Ce fameux Ring de Chéreau s'inscrivait dans une tendance, qui avait cours dans les années 70, à transposer les oeuvres à l'époque où elles avaient été créées. Tendance d'ailleurs qui a eu des précurseurs, comme Visconti s'inspirant de Tiepolo pour son Ifigenia scaligère avec Callas.
Peu avant ce Ring, le Faust de Lavelli situé au XIX ème siècle avait déclenché une véritable bronca lors de la première série de représentations à Garnier. Cette transposition m'avait paru on ne peut plus convaincante tant la musique et certains aspects du livret évoquent davantage le siècle de Gounod que le Moyen-Âge.

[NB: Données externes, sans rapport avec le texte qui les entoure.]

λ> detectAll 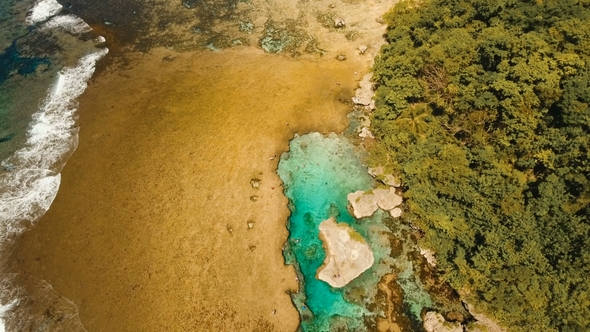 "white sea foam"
[41,15,92,35]
[0,48,108,332]
[25,0,63,25]
[0,49,108,228]
[0,299,18,332]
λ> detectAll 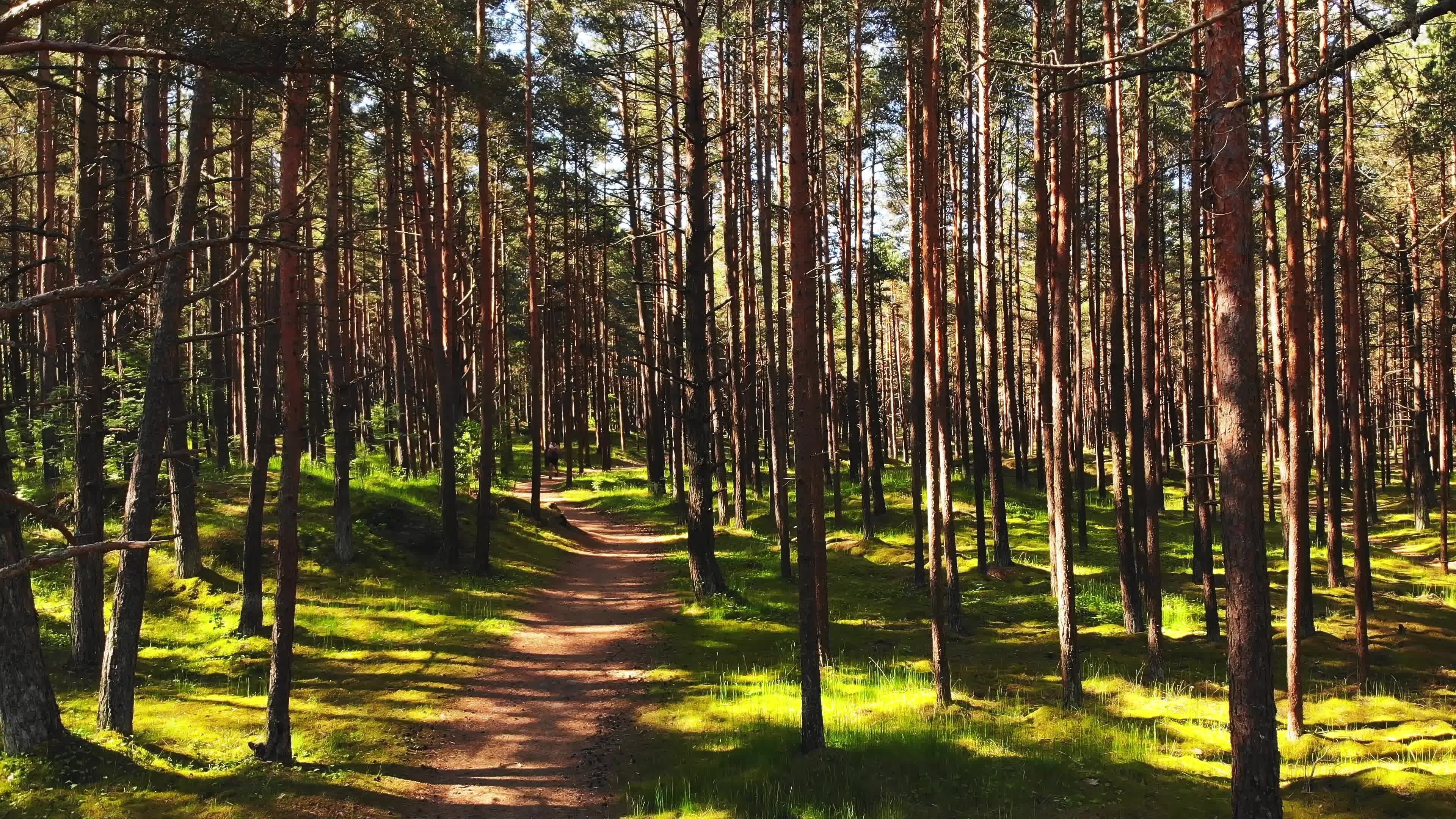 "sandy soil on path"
[414,475,677,819]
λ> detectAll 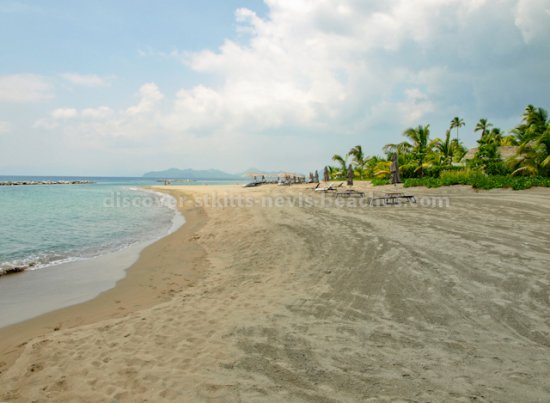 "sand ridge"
[0,184,550,402]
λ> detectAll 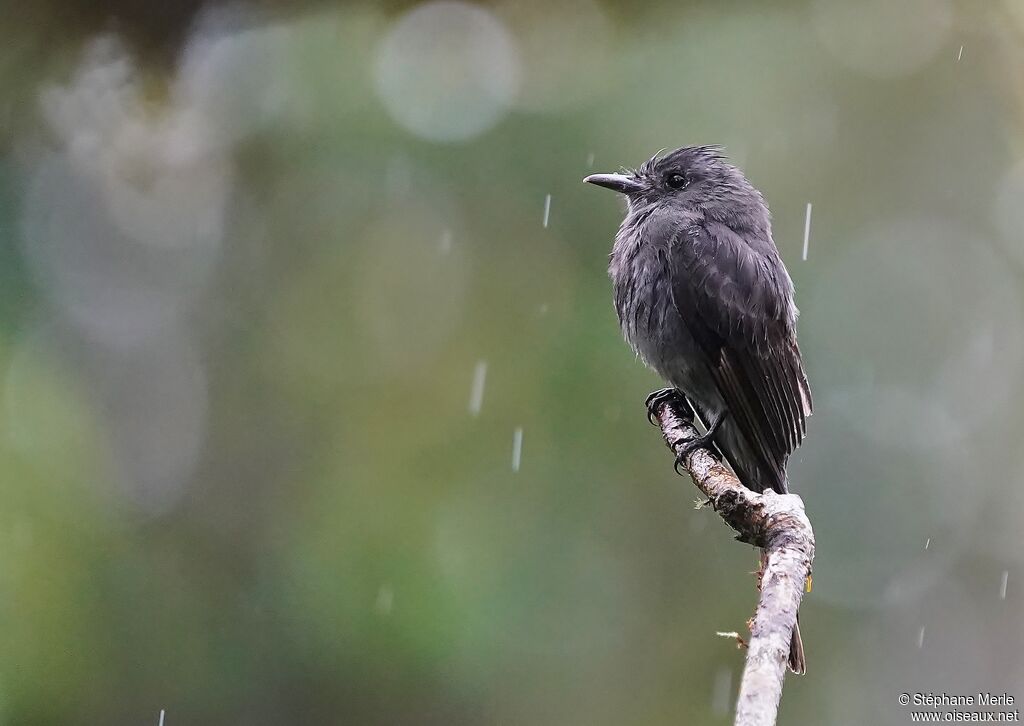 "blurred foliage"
[0,0,1024,726]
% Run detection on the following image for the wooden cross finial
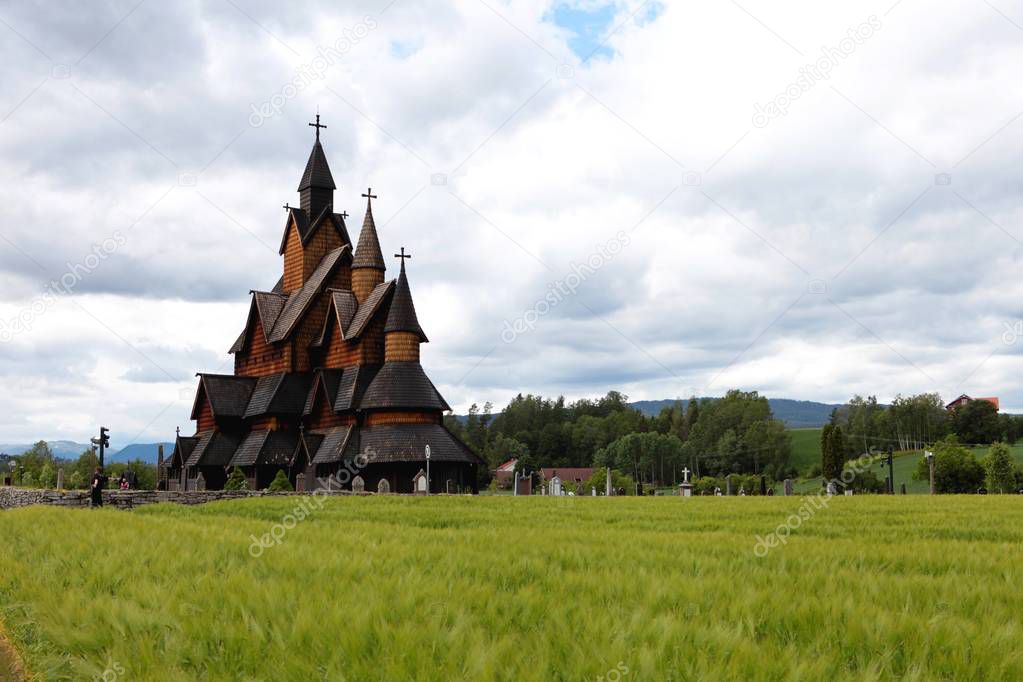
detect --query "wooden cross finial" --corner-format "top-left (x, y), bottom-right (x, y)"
top-left (309, 111), bottom-right (326, 142)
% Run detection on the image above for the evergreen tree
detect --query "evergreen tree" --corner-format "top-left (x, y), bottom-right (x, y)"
top-left (266, 469), bottom-right (295, 493)
top-left (224, 466), bottom-right (246, 490)
top-left (984, 443), bottom-right (1016, 493)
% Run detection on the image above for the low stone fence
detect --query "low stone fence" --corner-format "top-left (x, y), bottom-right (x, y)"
top-left (0, 487), bottom-right (364, 509)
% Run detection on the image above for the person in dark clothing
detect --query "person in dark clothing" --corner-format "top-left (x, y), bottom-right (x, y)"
top-left (89, 466), bottom-right (109, 508)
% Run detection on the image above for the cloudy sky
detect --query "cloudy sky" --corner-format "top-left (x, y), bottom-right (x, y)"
top-left (0, 0), bottom-right (1023, 446)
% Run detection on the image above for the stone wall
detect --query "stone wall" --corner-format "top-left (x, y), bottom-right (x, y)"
top-left (0, 487), bottom-right (368, 509)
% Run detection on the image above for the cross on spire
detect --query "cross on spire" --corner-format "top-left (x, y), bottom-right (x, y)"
top-left (309, 111), bottom-right (326, 142)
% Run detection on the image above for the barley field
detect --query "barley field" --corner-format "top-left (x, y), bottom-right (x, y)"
top-left (0, 496), bottom-right (1023, 682)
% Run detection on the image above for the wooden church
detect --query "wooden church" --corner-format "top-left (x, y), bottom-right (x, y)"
top-left (163, 116), bottom-right (484, 493)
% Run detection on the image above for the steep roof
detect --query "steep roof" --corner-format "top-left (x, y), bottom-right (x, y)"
top-left (333, 365), bottom-right (381, 412)
top-left (302, 369), bottom-right (342, 415)
top-left (384, 259), bottom-right (430, 344)
top-left (352, 198), bottom-right (387, 270)
top-left (299, 136), bottom-right (338, 192)
top-left (244, 372), bottom-right (313, 418)
top-left (359, 362), bottom-right (451, 410)
top-left (191, 373), bottom-right (256, 419)
top-left (312, 426), bottom-right (355, 464)
top-left (358, 424), bottom-right (484, 465)
top-left (268, 245), bottom-right (349, 344)
top-left (185, 430), bottom-right (238, 466)
top-left (225, 430), bottom-right (299, 466)
top-left (277, 206), bottom-right (352, 254)
top-left (345, 280), bottom-right (394, 338)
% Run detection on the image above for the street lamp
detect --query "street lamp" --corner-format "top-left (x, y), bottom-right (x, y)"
top-left (427, 445), bottom-right (430, 496)
top-left (924, 450), bottom-right (934, 495)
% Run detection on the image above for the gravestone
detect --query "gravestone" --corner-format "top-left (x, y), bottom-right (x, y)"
top-left (412, 469), bottom-right (429, 495)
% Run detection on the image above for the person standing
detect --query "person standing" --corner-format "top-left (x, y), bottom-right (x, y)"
top-left (90, 466), bottom-right (109, 509)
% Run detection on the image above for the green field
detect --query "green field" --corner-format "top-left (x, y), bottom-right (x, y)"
top-left (0, 495), bottom-right (1023, 681)
top-left (789, 428), bottom-right (820, 475)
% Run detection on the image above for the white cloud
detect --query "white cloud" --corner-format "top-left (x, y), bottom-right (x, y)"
top-left (0, 0), bottom-right (1023, 441)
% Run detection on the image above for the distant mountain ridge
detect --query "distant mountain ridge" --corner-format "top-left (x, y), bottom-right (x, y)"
top-left (0, 441), bottom-right (174, 464)
top-left (629, 398), bottom-right (842, 428)
top-left (454, 398), bottom-right (842, 428)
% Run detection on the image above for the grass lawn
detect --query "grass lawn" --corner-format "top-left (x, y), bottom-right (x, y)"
top-left (0, 496), bottom-right (1023, 682)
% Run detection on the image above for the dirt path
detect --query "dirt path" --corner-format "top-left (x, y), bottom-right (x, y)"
top-left (0, 624), bottom-right (29, 682)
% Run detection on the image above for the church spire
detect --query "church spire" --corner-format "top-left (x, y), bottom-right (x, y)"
top-left (352, 188), bottom-right (387, 304)
top-left (384, 246), bottom-right (428, 343)
top-left (299, 113), bottom-right (337, 220)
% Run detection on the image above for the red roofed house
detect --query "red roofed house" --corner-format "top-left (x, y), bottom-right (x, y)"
top-left (945, 394), bottom-right (1000, 412)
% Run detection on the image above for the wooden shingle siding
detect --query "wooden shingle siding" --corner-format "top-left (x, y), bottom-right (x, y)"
top-left (366, 412), bottom-right (441, 426)
top-left (234, 319), bottom-right (292, 376)
top-left (284, 220), bottom-right (306, 293)
top-left (384, 331), bottom-right (419, 362)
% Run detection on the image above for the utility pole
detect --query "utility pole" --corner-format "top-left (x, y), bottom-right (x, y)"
top-left (924, 450), bottom-right (934, 495)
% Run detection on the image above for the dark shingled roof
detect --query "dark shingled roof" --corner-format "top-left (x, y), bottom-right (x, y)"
top-left (164, 436), bottom-right (198, 468)
top-left (269, 245), bottom-right (349, 344)
top-left (352, 198), bottom-right (387, 270)
top-left (345, 281), bottom-right (394, 338)
top-left (359, 362), bottom-right (451, 410)
top-left (244, 372), bottom-right (312, 418)
top-left (302, 368), bottom-right (343, 415)
top-left (231, 430), bottom-right (299, 466)
top-left (228, 292), bottom-right (287, 353)
top-left (358, 424), bottom-right (482, 464)
top-left (312, 426), bottom-right (355, 464)
top-left (185, 430), bottom-right (238, 466)
top-left (333, 365), bottom-right (381, 412)
top-left (299, 138), bottom-right (338, 192)
top-left (191, 373), bottom-right (256, 419)
top-left (384, 259), bottom-right (430, 344)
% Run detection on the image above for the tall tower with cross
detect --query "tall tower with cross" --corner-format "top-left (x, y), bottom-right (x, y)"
top-left (352, 187), bottom-right (387, 303)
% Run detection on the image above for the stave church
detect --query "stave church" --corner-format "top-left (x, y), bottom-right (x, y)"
top-left (161, 115), bottom-right (484, 493)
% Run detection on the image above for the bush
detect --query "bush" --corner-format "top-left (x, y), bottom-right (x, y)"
top-left (224, 466), bottom-right (246, 490)
top-left (265, 469), bottom-right (295, 493)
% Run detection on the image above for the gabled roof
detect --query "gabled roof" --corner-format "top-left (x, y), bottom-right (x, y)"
top-left (359, 362), bottom-right (451, 410)
top-left (384, 259), bottom-right (430, 344)
top-left (352, 198), bottom-right (387, 270)
top-left (230, 430), bottom-right (299, 466)
top-left (302, 368), bottom-right (343, 415)
top-left (345, 281), bottom-right (394, 338)
top-left (191, 373), bottom-right (256, 419)
top-left (333, 365), bottom-right (381, 412)
top-left (185, 430), bottom-right (238, 466)
top-left (310, 426), bottom-right (355, 464)
top-left (228, 282), bottom-right (287, 353)
top-left (358, 424), bottom-right (485, 465)
top-left (164, 436), bottom-right (198, 468)
top-left (269, 245), bottom-right (350, 344)
top-left (311, 289), bottom-right (359, 348)
top-left (277, 206), bottom-right (352, 255)
top-left (298, 137), bottom-right (338, 192)
top-left (244, 372), bottom-right (313, 418)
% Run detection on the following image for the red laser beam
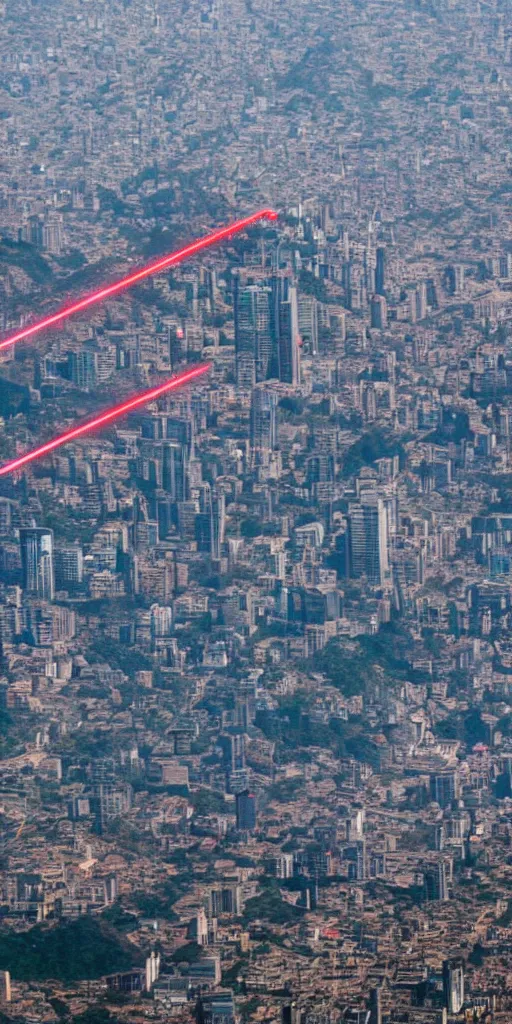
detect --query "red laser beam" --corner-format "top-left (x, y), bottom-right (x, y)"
top-left (0, 362), bottom-right (211, 476)
top-left (0, 210), bottom-right (278, 352)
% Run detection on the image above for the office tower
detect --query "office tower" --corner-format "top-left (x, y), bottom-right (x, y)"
top-left (370, 988), bottom-right (382, 1024)
top-left (237, 790), bottom-right (256, 831)
top-left (160, 441), bottom-right (188, 502)
top-left (278, 288), bottom-right (299, 384)
top-left (68, 348), bottom-right (97, 391)
top-left (196, 484), bottom-right (225, 559)
top-left (370, 295), bottom-right (387, 331)
top-left (416, 281), bottom-right (427, 319)
top-left (19, 527), bottom-right (54, 601)
top-left (0, 971), bottom-right (11, 1004)
top-left (375, 247), bottom-right (386, 295)
top-left (219, 733), bottom-right (246, 771)
top-left (442, 959), bottom-right (464, 1014)
top-left (234, 278), bottom-right (272, 387)
top-left (341, 259), bottom-right (352, 309)
top-left (296, 289), bottom-right (318, 358)
top-left (251, 387), bottom-right (278, 454)
top-left (430, 771), bottom-right (460, 807)
top-left (424, 860), bottom-right (450, 903)
top-left (348, 496), bottom-right (388, 586)
top-left (281, 1002), bottom-right (300, 1024)
top-left (55, 544), bottom-right (84, 589)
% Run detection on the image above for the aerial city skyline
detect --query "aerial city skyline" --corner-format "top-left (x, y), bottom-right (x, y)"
top-left (0, 0), bottom-right (512, 1024)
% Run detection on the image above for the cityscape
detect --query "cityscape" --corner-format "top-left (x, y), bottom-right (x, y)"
top-left (0, 0), bottom-right (512, 1024)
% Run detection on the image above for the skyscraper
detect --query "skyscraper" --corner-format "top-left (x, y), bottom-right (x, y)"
top-left (19, 526), bottom-right (55, 601)
top-left (196, 484), bottom-right (225, 559)
top-left (234, 278), bottom-right (272, 387)
top-left (370, 295), bottom-right (387, 331)
top-left (298, 295), bottom-right (318, 355)
top-left (237, 790), bottom-right (256, 831)
top-left (268, 274), bottom-right (299, 384)
top-left (251, 387), bottom-right (278, 454)
top-left (278, 288), bottom-right (299, 384)
top-left (442, 959), bottom-right (464, 1014)
top-left (348, 495), bottom-right (389, 587)
top-left (375, 247), bottom-right (386, 295)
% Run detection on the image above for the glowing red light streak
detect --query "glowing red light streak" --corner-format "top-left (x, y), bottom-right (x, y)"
top-left (0, 362), bottom-right (211, 476)
top-left (0, 210), bottom-right (278, 352)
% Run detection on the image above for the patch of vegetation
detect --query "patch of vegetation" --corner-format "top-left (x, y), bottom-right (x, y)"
top-left (0, 916), bottom-right (139, 982)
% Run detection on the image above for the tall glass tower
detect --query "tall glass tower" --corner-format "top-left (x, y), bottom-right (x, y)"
top-left (19, 526), bottom-right (55, 601)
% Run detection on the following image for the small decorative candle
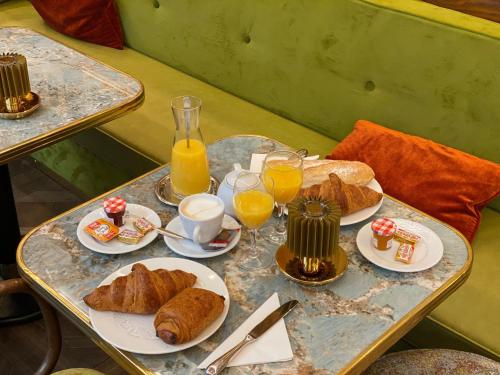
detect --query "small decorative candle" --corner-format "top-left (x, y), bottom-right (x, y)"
top-left (0, 53), bottom-right (31, 113)
top-left (286, 198), bottom-right (341, 278)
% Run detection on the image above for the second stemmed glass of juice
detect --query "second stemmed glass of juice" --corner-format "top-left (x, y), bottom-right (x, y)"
top-left (233, 172), bottom-right (274, 271)
top-left (261, 151), bottom-right (303, 245)
top-left (170, 96), bottom-right (210, 199)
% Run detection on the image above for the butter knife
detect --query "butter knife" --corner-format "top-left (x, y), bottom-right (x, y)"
top-left (205, 300), bottom-right (299, 375)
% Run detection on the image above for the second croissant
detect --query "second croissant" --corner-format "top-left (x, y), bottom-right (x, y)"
top-left (83, 263), bottom-right (196, 314)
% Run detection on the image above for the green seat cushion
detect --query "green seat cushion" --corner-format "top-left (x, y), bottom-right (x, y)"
top-left (0, 0), bottom-right (337, 162)
top-left (431, 208), bottom-right (500, 358)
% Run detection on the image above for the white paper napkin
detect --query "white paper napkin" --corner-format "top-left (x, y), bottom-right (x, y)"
top-left (198, 293), bottom-right (293, 369)
top-left (250, 154), bottom-right (319, 173)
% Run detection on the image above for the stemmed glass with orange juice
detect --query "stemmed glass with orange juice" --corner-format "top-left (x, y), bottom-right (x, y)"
top-left (261, 151), bottom-right (303, 244)
top-left (233, 172), bottom-right (274, 271)
top-left (170, 96), bottom-right (210, 199)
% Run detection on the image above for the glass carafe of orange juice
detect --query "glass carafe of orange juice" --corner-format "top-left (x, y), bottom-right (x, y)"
top-left (170, 96), bottom-right (210, 199)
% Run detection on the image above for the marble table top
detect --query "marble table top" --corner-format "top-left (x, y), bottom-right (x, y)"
top-left (18, 136), bottom-right (472, 374)
top-left (0, 27), bottom-right (144, 163)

D'autres, après Lavelli (dont la production a été reprise pendant 30 ans) ont repris l'idée.
Toujours à Garnier, le même Chéreau avait mis en scène une Lulu exceptionnelle, transposée dans les années 30.
Quant à Sellars, c'est un remarquable directeur d'acteur auquel on pardonne volontiers certaines transpositions pour le moins hasardeuses.
De lui j'ai beaucoup aimé Saint François d'Assise à Bastille voici une dizaine d'année et surtout sa remarquable Teodora de Glyndebourne reprise durant l'automne dernier à l'opéra du Rhin.
V.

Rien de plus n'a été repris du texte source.